TL;DR
This paper enhances transformer-based models for business document information extraction by introducing two specialized pre-training tasks focused on layout understanding and numeric values, leading to improved extraction accuracy.
Contribution
It proposes two novel pre-training tasks for LayoutLM that better capture document layout and numeric information, and introduces a new decoding algorithm for complex entities.
Findings
Significant F1 score improvements on public datasets (from 93.88 to 95.50)
Moderate F1 score improvements on private datasets (from 84.35 to 84.84)

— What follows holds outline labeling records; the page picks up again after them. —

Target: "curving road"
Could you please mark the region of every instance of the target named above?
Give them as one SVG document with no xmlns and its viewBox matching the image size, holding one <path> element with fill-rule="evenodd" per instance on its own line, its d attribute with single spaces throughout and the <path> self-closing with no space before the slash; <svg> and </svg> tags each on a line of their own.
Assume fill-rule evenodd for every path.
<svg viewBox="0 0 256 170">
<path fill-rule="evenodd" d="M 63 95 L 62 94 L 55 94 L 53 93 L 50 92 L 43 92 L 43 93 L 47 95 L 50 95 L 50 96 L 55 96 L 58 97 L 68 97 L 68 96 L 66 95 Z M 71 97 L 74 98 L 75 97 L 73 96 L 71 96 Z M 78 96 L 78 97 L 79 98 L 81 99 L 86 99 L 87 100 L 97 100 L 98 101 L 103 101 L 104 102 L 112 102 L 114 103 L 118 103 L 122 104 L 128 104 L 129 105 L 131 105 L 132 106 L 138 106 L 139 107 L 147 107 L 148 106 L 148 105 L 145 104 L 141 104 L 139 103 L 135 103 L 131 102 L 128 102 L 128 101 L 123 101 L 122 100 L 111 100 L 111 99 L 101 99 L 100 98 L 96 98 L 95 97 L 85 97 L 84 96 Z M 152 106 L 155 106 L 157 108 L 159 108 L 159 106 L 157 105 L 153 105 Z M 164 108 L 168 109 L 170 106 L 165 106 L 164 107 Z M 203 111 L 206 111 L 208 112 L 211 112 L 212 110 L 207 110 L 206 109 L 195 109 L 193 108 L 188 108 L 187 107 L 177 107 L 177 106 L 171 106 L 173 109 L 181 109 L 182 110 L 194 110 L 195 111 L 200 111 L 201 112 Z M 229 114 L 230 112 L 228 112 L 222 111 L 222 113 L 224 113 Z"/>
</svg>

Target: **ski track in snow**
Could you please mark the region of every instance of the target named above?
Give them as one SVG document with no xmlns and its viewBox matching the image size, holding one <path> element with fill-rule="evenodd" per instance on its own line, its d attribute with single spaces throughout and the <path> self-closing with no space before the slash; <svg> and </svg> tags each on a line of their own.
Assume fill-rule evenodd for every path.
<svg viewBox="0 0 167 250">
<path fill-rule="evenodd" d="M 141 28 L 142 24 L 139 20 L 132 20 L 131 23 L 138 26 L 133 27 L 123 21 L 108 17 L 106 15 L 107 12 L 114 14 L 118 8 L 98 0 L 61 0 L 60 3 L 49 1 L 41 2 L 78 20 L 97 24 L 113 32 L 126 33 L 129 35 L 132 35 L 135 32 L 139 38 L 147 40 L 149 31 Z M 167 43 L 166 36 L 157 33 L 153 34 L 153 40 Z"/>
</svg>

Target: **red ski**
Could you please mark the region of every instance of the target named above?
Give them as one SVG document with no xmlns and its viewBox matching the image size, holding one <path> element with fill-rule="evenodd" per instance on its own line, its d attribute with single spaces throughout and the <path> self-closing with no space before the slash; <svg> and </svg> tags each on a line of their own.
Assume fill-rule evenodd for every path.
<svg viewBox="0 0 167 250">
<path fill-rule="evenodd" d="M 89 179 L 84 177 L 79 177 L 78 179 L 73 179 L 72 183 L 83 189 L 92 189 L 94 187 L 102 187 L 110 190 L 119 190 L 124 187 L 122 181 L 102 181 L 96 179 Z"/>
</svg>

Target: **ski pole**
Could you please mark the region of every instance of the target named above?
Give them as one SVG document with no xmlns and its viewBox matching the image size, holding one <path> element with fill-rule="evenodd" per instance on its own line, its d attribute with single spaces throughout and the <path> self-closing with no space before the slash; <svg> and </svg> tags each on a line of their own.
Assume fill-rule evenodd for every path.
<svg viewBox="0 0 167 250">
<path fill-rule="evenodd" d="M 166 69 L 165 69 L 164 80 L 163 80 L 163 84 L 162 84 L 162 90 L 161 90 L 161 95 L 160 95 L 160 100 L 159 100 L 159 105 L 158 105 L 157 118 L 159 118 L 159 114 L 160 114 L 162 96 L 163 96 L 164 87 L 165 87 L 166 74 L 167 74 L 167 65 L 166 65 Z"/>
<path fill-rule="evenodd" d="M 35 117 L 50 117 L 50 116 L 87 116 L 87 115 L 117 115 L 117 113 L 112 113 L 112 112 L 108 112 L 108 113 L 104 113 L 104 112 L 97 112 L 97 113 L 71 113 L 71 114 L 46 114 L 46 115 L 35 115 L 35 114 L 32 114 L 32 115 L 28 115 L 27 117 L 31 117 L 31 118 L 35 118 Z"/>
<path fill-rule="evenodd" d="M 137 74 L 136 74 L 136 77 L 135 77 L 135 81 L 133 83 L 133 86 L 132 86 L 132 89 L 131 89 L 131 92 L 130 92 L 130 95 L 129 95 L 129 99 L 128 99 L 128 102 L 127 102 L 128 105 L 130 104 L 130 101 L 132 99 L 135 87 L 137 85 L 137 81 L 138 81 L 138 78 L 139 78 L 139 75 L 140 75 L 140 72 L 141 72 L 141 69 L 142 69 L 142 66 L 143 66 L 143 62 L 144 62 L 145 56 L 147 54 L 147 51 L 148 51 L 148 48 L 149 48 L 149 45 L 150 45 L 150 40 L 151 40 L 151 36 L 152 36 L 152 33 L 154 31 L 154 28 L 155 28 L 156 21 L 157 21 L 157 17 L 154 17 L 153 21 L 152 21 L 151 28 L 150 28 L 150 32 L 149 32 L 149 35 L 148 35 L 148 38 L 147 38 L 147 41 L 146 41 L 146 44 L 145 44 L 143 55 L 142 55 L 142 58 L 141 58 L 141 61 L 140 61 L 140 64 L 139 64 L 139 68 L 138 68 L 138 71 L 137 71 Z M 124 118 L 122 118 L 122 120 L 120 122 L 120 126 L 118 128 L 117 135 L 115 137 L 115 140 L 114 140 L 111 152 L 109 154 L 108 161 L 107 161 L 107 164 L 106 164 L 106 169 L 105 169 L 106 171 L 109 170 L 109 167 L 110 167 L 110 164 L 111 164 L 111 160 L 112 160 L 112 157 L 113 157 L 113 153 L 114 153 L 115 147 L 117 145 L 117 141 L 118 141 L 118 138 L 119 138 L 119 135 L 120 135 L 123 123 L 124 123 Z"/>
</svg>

Enhanced understanding of complex document structures
Abstract
Transformer-based Language Models are widely used in Natural Language Processing related tasks. Thanks to their pre-training, they have been successfully adapted to Information Extraction in business documents. However, most pre-training tasks proposed in the literature for business documents are too generic and not sufficient to learn more complex structures. In this paper, we use LayoutLM, a language model pre-trained on a collection of business documents, and introduce two new pre-training tasks that further improve its capacity to extract relevant information. The first is aimed at better understanding the complex layout of documents, and the second focuses on numeric values and their order of magnitude. These tasks force the model to learn better-contextualized representations of the scanned documents. We further introduce a new post-processing algorithm to decode BIESO tags in…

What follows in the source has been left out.